Thermally Assisted Generation of Protein–Poly(ethylene sodium phosphate) Conjugates with High Mineral Affinity

Protein therapeutics has recently attracted interest in various medical treatments. However, the structure and function preservation in proteins under physiological conditions is still an important issue and reliable immobilization techniques are required. In this study, the thermally assisted complexation of proteins with amphiphilic polyphosphoesters is proposed as a new methodology for their durability improvement. Amphiphilic cholesterol-terminated poly­(ethylene sodium phosphate) (CH-PEP·Na) was synthesized via the organocatalytic ring-opening polymerization of 2-methoxy-2-oxo-1,3,2-dioxaphospholane initiated by cholesterol as the hydrophobic molecule and followed by demethylation and neutralization.
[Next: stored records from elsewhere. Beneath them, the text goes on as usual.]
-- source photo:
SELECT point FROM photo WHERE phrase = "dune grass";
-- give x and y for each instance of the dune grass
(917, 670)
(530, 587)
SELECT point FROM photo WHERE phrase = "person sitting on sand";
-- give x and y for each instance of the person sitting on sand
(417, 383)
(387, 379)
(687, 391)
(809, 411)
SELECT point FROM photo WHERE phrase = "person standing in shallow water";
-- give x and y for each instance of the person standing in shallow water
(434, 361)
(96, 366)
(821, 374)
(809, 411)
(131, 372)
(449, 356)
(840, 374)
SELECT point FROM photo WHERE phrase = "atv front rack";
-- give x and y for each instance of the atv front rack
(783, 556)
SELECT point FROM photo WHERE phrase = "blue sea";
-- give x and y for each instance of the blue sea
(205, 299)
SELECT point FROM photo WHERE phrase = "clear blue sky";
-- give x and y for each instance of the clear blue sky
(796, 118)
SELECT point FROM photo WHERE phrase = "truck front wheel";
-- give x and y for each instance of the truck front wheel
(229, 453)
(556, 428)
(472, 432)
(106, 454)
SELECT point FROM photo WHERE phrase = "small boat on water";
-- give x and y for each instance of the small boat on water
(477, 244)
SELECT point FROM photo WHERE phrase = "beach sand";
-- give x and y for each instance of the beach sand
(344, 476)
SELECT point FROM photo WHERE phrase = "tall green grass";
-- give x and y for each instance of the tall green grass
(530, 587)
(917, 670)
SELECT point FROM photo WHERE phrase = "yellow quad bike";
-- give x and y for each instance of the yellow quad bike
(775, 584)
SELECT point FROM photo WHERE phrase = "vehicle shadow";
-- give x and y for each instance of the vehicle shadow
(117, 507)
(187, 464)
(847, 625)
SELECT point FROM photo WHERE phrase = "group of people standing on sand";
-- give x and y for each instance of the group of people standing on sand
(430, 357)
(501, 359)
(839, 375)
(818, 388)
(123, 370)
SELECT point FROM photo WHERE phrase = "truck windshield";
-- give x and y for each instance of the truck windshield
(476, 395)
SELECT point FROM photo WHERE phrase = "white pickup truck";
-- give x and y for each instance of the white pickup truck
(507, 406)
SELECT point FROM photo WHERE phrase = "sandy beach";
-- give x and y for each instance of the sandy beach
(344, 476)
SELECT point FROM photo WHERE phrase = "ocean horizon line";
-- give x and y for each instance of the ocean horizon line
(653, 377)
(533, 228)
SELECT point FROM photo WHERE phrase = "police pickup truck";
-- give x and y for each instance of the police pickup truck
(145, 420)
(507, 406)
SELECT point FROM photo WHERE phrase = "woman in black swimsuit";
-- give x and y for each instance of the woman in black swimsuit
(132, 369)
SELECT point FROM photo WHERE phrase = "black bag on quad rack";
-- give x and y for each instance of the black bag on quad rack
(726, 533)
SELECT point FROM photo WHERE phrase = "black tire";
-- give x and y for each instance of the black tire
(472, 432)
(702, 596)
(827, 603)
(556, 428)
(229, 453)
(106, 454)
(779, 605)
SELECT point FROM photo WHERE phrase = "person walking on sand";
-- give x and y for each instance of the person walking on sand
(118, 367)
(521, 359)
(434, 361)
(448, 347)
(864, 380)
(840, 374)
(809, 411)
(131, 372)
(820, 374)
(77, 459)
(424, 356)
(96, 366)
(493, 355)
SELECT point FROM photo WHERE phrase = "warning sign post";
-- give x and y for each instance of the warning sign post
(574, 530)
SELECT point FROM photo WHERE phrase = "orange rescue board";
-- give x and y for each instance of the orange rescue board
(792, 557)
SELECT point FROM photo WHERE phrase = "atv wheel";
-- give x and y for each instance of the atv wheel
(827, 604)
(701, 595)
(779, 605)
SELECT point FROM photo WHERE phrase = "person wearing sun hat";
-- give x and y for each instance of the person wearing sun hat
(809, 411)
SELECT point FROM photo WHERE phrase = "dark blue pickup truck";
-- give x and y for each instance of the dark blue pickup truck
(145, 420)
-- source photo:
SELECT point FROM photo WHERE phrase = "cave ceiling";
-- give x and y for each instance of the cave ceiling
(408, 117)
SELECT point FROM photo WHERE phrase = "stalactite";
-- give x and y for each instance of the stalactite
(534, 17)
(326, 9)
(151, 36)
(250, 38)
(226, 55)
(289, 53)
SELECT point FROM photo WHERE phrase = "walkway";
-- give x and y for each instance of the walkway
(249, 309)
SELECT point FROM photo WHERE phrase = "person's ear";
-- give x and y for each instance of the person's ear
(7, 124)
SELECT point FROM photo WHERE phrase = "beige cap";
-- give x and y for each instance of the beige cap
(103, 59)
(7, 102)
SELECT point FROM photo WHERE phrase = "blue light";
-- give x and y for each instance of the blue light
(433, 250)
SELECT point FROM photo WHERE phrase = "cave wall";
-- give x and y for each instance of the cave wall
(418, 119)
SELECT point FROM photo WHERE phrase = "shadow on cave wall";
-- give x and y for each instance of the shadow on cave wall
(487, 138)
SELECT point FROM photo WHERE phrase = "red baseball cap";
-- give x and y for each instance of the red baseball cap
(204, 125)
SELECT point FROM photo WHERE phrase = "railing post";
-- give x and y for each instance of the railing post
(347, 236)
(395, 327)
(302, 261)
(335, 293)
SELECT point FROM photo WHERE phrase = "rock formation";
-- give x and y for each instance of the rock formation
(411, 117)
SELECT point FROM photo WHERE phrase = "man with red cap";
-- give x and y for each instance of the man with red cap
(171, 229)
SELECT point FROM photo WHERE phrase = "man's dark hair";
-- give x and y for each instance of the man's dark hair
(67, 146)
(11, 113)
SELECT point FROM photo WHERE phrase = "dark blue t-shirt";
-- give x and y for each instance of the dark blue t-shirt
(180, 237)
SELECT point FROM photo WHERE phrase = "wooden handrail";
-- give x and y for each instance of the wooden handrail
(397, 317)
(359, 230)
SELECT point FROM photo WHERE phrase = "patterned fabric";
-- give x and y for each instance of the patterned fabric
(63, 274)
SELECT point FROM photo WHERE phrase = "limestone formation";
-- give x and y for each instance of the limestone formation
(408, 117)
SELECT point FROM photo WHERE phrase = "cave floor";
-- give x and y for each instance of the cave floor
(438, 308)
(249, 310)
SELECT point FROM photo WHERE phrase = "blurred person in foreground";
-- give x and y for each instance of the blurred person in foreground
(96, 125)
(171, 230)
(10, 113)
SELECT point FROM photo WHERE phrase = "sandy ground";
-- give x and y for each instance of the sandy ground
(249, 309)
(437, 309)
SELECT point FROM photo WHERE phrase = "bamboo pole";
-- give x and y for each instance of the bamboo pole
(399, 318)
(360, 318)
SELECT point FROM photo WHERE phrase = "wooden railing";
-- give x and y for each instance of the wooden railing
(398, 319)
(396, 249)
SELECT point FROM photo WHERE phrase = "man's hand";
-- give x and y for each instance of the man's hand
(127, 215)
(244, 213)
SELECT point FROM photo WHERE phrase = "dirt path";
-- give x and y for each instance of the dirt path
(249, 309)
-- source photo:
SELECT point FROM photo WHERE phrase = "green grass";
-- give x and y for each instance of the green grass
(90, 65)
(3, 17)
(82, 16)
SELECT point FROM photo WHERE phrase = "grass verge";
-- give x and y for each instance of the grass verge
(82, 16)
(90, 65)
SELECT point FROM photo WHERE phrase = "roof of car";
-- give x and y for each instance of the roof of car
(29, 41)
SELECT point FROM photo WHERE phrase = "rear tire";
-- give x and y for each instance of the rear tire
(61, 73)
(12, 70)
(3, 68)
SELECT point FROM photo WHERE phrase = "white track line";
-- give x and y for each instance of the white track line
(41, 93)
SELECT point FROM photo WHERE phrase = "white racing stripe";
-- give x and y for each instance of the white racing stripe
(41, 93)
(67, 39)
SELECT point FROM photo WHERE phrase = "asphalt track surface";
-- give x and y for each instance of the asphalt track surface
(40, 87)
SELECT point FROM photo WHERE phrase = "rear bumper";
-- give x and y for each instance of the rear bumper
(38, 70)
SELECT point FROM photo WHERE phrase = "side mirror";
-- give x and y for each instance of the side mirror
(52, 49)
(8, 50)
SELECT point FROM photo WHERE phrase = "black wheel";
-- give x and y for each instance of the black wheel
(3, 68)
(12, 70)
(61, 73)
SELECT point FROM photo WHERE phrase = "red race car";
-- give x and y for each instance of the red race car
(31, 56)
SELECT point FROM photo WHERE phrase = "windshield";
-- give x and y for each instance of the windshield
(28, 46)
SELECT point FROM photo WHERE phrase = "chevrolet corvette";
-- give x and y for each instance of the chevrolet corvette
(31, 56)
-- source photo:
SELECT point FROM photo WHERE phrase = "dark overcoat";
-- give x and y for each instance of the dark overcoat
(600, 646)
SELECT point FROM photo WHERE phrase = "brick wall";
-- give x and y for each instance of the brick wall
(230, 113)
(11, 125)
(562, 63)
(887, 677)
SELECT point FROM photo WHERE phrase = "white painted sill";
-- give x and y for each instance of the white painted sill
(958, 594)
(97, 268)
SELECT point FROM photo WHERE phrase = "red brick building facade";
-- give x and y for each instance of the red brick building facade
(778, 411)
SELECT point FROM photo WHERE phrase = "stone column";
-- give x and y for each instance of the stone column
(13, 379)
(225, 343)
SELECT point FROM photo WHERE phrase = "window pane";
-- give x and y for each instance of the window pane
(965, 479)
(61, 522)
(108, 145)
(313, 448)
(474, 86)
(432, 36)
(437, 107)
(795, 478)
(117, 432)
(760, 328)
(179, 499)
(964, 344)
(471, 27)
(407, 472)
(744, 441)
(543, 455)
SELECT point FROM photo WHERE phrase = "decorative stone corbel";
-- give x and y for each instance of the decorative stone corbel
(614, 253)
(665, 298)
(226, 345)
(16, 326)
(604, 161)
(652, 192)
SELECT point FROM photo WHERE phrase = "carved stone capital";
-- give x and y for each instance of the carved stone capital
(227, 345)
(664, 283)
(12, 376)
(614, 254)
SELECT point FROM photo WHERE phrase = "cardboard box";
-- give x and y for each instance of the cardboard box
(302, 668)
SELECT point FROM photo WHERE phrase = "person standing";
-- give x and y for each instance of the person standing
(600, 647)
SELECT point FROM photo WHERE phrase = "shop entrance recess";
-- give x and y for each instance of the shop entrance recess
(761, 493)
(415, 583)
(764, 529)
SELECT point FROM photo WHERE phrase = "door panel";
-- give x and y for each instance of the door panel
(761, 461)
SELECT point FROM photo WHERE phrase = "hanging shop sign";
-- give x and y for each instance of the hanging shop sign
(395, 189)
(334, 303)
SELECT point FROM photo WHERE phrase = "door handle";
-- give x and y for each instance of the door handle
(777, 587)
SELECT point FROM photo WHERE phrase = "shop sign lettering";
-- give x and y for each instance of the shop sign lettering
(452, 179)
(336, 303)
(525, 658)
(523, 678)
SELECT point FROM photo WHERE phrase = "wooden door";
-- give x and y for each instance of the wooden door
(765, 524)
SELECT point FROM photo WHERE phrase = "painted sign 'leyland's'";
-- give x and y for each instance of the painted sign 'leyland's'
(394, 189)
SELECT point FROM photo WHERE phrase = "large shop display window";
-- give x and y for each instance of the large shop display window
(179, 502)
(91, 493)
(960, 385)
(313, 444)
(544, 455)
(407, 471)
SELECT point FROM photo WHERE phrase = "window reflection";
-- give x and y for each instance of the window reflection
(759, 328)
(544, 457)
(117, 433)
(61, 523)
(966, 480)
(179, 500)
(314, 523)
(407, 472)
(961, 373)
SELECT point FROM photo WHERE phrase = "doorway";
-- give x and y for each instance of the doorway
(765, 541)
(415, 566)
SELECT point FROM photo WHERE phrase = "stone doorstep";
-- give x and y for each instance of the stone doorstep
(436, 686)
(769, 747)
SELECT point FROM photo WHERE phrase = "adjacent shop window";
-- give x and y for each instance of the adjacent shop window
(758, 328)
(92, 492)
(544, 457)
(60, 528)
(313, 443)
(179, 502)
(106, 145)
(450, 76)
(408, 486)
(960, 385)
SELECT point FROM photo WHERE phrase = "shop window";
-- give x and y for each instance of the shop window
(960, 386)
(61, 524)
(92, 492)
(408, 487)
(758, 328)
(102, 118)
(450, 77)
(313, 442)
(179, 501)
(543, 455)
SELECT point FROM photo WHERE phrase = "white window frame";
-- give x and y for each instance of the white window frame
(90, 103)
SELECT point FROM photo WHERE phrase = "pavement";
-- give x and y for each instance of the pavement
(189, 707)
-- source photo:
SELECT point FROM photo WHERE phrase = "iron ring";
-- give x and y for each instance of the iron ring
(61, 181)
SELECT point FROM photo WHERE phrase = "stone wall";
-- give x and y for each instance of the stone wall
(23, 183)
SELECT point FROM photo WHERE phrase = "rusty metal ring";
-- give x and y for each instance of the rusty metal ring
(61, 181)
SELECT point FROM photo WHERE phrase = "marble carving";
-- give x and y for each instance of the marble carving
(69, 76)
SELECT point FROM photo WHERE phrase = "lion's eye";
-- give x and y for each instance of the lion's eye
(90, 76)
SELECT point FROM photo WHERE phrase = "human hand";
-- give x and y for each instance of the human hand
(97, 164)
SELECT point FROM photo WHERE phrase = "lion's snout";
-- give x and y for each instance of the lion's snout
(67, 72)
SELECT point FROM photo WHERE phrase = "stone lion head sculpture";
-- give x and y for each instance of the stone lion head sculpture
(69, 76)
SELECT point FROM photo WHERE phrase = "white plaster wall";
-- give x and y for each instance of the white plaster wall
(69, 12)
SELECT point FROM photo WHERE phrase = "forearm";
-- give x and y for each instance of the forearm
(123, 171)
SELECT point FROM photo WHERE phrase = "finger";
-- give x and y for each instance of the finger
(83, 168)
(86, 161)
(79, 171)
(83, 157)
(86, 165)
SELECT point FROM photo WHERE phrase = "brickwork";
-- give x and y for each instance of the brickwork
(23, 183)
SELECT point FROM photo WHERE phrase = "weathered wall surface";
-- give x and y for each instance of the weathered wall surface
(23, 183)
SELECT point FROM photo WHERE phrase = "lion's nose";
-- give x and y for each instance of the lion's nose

For the protein nanocarrier preparation, a complex of the amphiphilic CH-PEP·Na with bovine serum albumin (BSA) was formed through the hydrophobic interactions between the lipophilic moieties of the protein and the cholesteryl groups of the CH-PEP·Na chains, which were induced by thermal treatment at 90 °C. The resulting complex size ranged between 27 and 51 nm, as confirmed by dynamic light scattering. The complexes dispersed in an aqueous medium exhibited a high stability in size for up to 1 month of storage. CH-PEP·Na efficiently inhibited the thermal aggregation and sedimentation of BSA, unlike poly­(ethylene sodium phosphate) (PEP·Na) and cholesterol-terminated poly­(ethylene glycol) (CH-PEG). In addition, CH-PEP·Na was able to protect the complexed BSA against proteolytic digestion and the BSA–CH-PEP·Na complexes well adsorbed onto hydroxyapatite even in the presence of BSA (5.5 g/dL). Hence, thermally induced protein–CH-PEP·Na complexes can be a potential tool for the development of bone and dental applications.